Support Taiwanese phrases

ayaka14732 · ayaka14732 · commit f0f2f9bd0d8f · 2020-09-30T22:12:31.000+08:00
diff --git a/.github/workflows/build.yml b/.github/workflows/build.yml
@@ -0,0 +1,31 @@
+name: Build
+
+on:
+  push:
+    branches: [ main ]
+
+jobs:
+  build:
+    runs-on: macos-latest
+    steps:
+    - uses: actions/checkout@v2
+    - name: Install otfcc
+      run: |
+        brew tap caryll/tap
+        brew install otfcc-mac64
+    - name: Set up Python 3.8
+      uses: actions/setup-python@v2
+      with:
+        python-version: 3.8
+    - name: Install dependencies
+      run: |
+        python -m pip install --upgrade pip
+        python -m pip install -r requirements.txt
+    - name: Build
+      run: |
+        python build/main.py
+    - name: Upload artifact
+      uses: actions/upload-artifact@v2
+      with:
+        name: Font files
+        path: output/*.ttf
diff --git a/README.md b/README.md
@@ -1,4 +1,4 @@
-# Fan Wun Ming 繁媛明朝
+# Fan Wun Ming 繁媛明朝 [![](https://github.com/ayaka14732/FanWunMing/workflows/Build/badge.svg)](https://github.com/ayaka14732/FanWunMing/actions?query=workflow%3ABuild)
 
 ![](demo.png)
 
@@ -17,8 +17,8 @@ See [release page](https://github.com/ayaka14732/FanWunMing/releases).<br/>
 
 ## Build 構建
 
-Install Python and [otfcc](https://github.com/caryll/otfcc). Then run `python build/main.py`.<br/>
-安裝 Python 與 [otfcc](https://github.com/caryll/otfcc)，然後執行 `python build/main.py`。

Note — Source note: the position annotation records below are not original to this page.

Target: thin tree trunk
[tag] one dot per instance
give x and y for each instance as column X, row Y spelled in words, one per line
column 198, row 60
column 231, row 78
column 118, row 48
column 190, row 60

+See [build script](.github/workflows/build.yml).<br/>
+參見[建置腳本](.github/workflows/build.yml)。
 
 ## License 授權條款
 
diff --git a/build/main.py b/build/main.py
@@ -3,15 +3,16 @@
 from glob import glob
 from itertools import chain
 import json
+from opencc import OpenCC
 import os
 import subprocess
 
-FONT_VERSION = 1.001
+FONT_VERSION = 1.002
 
 # Define the max entries size in a subtable.

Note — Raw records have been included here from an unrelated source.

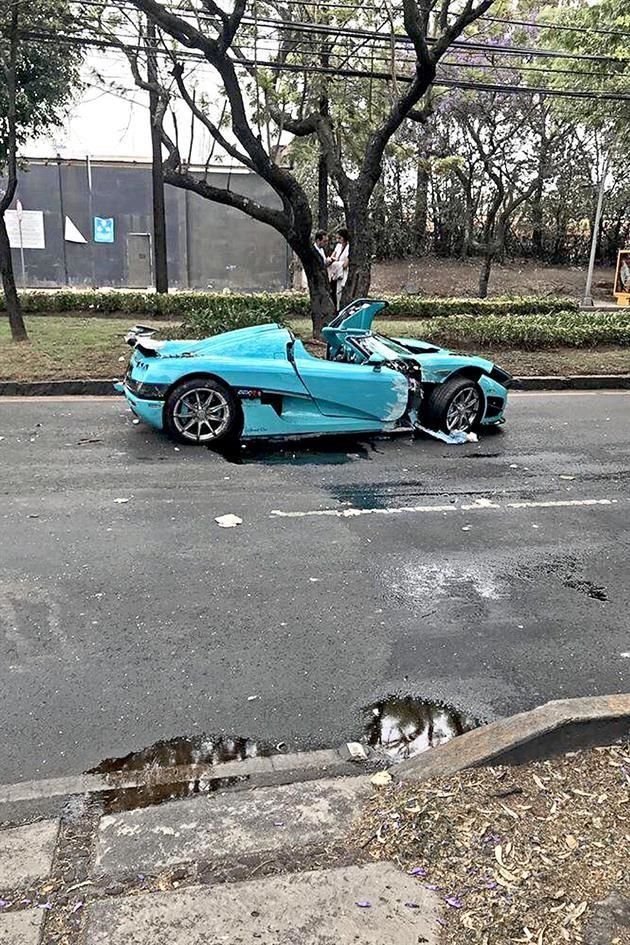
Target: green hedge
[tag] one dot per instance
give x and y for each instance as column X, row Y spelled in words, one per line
column 211, row 309
column 529, row 332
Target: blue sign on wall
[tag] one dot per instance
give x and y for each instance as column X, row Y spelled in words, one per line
column 103, row 229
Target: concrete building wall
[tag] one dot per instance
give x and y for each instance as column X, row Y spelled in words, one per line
column 209, row 246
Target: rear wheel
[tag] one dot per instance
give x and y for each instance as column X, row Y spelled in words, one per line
column 454, row 406
column 201, row 410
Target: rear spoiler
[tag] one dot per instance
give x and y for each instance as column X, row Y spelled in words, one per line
column 138, row 333
column 139, row 337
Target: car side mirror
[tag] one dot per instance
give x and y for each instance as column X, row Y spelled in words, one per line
column 376, row 361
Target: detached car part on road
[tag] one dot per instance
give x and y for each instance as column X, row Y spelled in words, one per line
column 262, row 382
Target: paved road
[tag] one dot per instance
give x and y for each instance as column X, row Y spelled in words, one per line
column 125, row 622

 # We define a number that is small enough here, so that the entries will not exceed
 # the size limit.
-SUBTABLE_MAX_COUNT = 5000
+SUBTABLE_MAX_COUNT = 4000
 
 # This function is used to split a GSUB table into several subtables.
 def grouper(lst, n, start=0):
@@ -27,11 +28,16 @@ def grouper(lst, n, start=0):
 def prepare_files():
 	'''Download necessary files for the next steps.'''
 	os.system('mkdir -p output')
-	os.system('wget -nc -P cache https://github.com/ButTaiwan/genyo-font/releases/download/v1.501/GenYoMin.zip')

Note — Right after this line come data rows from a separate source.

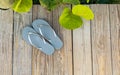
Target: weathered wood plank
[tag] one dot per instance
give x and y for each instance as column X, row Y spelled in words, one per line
column 22, row 51
column 101, row 41
column 63, row 58
column 82, row 50
column 6, row 31
column 60, row 63
column 41, row 63
column 115, row 37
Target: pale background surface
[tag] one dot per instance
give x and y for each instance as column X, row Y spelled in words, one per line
column 93, row 49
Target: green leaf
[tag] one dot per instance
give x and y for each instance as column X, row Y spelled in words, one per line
column 71, row 1
column 69, row 20
column 5, row 4
column 83, row 11
column 50, row 4
column 22, row 5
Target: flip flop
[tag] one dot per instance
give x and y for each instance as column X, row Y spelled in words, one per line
column 34, row 39
column 43, row 28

-	os.system('wget -nc -P cache https://cdn.jsdelivr.net/npm/opencc-data@1.0.3/data/STCharacters.txt')
-	os.system('wget -nc -P cache https://cdn.jsdelivr.net/npm/opencc-data@1.0.3/data/STPhrases.txt')
-	os.system('wget -nc -P cache https://gist.githubusercontent.com/fatum12/941a10f31ac1ad48ccbc/raw/59d7e29b307ae3439317a975ef390cd729f9bc17/ttc2ttf.pe')
-	os.system('wget -nc -P cache https://raw.githubusercontent.com/rime-aca/character_set/e7d009a8a185a83f62ad2c903565b8bb85719221/通用規範漢字表.txt')
+	os.system('wget -q -nc -P cache https://github.com/ButTaiwan/genyo-font/releases/download/v1.501/GenYoMin.zip')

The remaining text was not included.